В садик Стешу приводили раньше всех. Даже раньше воспитателей.
- Мам, а какая сегодня в садике воспитательница, Зинаида Алексеевна или Татьяна Александровна?
- Зинаида, наверное, я не помню, кто вчера вечером был, тот утром сегодня будет, если не поменяются сменами, - объясняла Люба.
Стеша хмурилась, вспомнив, что вечером была Зинаида.
Мать оставляла её в коридоре и уходила на работу.
Свет горел только на первом этаже. Девочка поднималась на второй этаж, где была ее группа, и в полумраке смотрела вниз, сквозь железные прутья высоких перил.
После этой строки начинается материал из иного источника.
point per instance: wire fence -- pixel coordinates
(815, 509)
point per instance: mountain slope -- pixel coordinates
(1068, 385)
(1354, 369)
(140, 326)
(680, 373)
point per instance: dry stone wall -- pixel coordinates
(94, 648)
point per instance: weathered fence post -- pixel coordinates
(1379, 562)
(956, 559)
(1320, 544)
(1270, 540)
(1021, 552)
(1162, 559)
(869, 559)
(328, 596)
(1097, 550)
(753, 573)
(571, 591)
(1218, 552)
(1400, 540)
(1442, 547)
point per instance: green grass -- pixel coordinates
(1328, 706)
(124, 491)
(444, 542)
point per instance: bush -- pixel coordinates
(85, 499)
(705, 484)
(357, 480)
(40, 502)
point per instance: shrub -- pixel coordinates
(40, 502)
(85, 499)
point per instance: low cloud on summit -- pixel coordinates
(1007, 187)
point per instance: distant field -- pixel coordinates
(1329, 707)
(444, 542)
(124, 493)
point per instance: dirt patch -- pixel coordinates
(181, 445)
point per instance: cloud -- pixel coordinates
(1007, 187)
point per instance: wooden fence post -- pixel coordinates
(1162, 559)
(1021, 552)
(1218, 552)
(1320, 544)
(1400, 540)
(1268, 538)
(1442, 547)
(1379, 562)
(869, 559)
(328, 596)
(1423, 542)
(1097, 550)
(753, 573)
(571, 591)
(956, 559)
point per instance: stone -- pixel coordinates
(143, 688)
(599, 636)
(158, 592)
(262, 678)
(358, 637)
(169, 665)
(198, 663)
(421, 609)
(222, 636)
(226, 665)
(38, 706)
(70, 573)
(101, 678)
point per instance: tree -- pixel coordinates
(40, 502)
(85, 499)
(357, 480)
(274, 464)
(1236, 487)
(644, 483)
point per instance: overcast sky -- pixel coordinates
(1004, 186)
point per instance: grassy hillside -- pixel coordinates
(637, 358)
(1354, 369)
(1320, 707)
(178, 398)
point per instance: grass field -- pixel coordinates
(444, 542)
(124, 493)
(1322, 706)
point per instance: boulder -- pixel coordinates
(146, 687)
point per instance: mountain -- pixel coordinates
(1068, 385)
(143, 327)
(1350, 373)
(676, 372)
- А, привели уже. Забирают последнюю, приводят ни свет ни заря.. Оставляли бы уж тут тебя жить. Сторожила бы садик нам, а то дядя Семен-то уж старый стал, пора на пенсию ему, - каждый раз ворчала Зинаида Алексеевна, кряхтя и переобуваясь в тапочки. Ей самой давно пора было на пенсию, но она туда не торопилась. Семьи у нее не было и детский сад заменял её ей. Однако, детей Зинаида Алексеевна не сильно любила, как и они её, но считала, что всю себя без остатка она отдает им.
Стеша очень боялась, как бы воспитательница не предложила матери эту идею - оставлять её сторожить садик, а то мать, чего доброго, согласится, потому что дома Стеша ей треплет все время нервы, так она говорила.
Нервы трепала Стеша не специально. Она даже сама не понимала, как это происходит. За всё, что бы она не сделала ее ругали: за порядок, который она навела у папы в столе, выбросив в мусор кучу исписанных бумажек, за зашитую дырочку на маминой блузке, за красивые узоры на обоях.. в общем, за все добрые дела и помощь родителям по дому Стеша получала тапочком по мягкому месту. Потом ее ставили в угол, где она, обливаясь слезами, просила ежеминутно прощения, пока мать еле вытерпев несколько минут бесконечного нытья, не выпускала её.